The Ones That Should Have Been On The Longlist
For me, the most notable omissions are Emily St John Mandel’s The Glass Hotel and Emma Donoghue’s The Pull of the Stars, both superb novels that deserved a slot. (I know Donoghue got a lot of hype for Room, but I feel like she hasn’t had the attention she deserves since – her brilliant novel Akin was also ignored by prize juries).
I would also have loved to see Meng Jin’s Little Gods, Tara June Winch’s The Yield, and/or one of the Ugandan novels I mentioned above.

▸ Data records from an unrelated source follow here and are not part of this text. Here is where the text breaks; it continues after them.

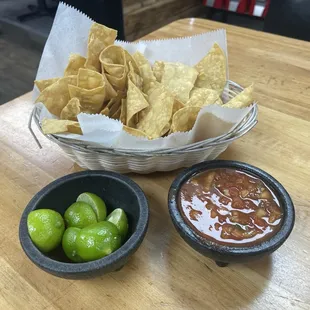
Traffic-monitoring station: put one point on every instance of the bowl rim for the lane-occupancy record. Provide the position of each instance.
(128, 248)
(268, 245)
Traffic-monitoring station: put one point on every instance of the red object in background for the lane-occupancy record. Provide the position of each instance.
(266, 8)
(221, 4)
(240, 6)
(246, 7)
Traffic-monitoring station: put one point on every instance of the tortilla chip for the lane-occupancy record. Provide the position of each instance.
(113, 60)
(177, 105)
(129, 59)
(134, 77)
(136, 102)
(135, 132)
(98, 39)
(71, 110)
(56, 96)
(140, 59)
(122, 117)
(53, 126)
(76, 62)
(75, 128)
(91, 100)
(212, 70)
(105, 111)
(42, 84)
(179, 79)
(117, 113)
(158, 70)
(155, 118)
(184, 119)
(146, 73)
(115, 103)
(242, 100)
(118, 83)
(110, 92)
(89, 79)
(200, 97)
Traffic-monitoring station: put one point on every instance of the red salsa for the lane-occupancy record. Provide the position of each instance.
(230, 207)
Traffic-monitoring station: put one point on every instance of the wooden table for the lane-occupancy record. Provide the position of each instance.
(166, 273)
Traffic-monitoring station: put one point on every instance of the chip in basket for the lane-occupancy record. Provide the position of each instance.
(151, 101)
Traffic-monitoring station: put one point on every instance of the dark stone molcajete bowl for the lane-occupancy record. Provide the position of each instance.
(228, 254)
(117, 191)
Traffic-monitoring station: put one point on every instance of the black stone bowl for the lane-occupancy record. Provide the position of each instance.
(224, 254)
(117, 191)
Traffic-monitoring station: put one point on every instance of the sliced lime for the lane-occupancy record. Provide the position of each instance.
(80, 214)
(97, 240)
(45, 228)
(119, 218)
(96, 203)
(69, 244)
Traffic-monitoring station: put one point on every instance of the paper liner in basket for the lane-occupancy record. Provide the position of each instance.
(69, 34)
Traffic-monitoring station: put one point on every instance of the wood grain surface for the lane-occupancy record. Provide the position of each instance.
(165, 273)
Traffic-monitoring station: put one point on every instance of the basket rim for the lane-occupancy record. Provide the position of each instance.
(242, 128)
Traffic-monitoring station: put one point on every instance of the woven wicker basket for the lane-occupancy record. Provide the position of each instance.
(139, 161)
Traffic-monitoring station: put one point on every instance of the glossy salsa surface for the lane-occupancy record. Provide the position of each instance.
(230, 207)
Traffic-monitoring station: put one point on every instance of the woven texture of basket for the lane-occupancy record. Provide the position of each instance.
(139, 161)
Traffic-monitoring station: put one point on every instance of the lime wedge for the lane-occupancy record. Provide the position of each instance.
(45, 228)
(97, 240)
(69, 244)
(80, 214)
(119, 218)
(96, 203)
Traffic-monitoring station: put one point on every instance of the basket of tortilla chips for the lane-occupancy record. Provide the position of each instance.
(113, 109)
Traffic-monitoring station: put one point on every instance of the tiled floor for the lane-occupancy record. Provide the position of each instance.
(21, 45)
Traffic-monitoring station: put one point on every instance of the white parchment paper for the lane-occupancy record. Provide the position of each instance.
(69, 34)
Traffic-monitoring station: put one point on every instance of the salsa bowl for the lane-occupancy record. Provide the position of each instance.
(226, 252)
(117, 191)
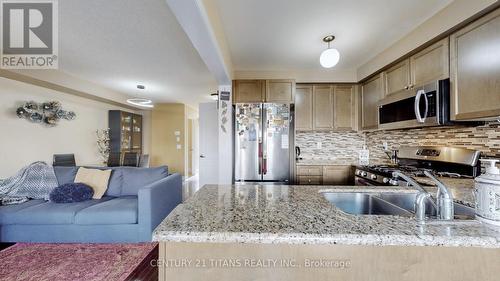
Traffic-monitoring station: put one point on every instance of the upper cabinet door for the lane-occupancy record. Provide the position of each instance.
(397, 78)
(371, 93)
(303, 108)
(475, 69)
(343, 108)
(430, 64)
(249, 91)
(323, 107)
(280, 90)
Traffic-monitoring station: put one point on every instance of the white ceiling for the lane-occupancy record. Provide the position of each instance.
(284, 35)
(121, 43)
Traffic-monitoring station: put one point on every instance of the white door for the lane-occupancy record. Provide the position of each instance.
(209, 143)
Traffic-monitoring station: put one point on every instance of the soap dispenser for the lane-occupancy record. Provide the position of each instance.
(487, 191)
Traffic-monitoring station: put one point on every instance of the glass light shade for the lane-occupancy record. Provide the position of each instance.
(329, 58)
(141, 102)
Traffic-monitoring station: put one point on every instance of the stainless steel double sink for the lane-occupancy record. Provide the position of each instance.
(390, 203)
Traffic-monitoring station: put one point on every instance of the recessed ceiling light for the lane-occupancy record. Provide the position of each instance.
(141, 102)
(329, 57)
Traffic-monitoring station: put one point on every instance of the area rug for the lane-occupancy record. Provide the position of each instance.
(71, 262)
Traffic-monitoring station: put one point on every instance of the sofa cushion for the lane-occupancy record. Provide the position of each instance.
(50, 213)
(7, 210)
(67, 175)
(97, 179)
(122, 210)
(71, 192)
(136, 178)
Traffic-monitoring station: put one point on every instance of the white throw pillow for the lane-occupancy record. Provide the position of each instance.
(97, 179)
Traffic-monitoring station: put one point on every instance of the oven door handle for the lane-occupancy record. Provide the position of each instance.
(418, 115)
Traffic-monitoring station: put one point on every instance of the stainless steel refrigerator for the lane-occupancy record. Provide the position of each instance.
(263, 137)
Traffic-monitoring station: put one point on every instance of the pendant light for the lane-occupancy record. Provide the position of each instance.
(141, 101)
(329, 57)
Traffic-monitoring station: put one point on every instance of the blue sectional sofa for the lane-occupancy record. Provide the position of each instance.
(136, 201)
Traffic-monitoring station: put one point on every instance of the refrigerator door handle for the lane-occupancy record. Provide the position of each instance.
(264, 165)
(260, 157)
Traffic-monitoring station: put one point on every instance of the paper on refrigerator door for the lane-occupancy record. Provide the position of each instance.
(284, 141)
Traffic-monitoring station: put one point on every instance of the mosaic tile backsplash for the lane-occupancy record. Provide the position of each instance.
(343, 147)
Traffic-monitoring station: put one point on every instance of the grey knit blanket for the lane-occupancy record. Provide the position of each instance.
(34, 181)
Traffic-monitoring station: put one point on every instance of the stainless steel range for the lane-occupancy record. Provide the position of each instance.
(414, 160)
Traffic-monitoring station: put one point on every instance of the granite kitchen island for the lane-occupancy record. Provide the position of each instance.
(297, 221)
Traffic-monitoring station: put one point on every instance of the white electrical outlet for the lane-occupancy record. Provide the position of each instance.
(385, 145)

The Ones I’m Glad Not To See On The Longlist
There are actually quite a few this year that I’m deeply relieved are not here! Megha Majumdar’s A Burning was widely predicted, but it really isn’t very good. I also thought Danielle McLaughlin’s The Art of Falling was incredibly flat. And even though I put it on my wishlist, I’ve since read Fiona Mozley’s Hot Stew and was disappointed – the morality was too black and white for me – so I’m glad it isn’t here either.
What are your thoughts on this year’s Women’s Prize longlist?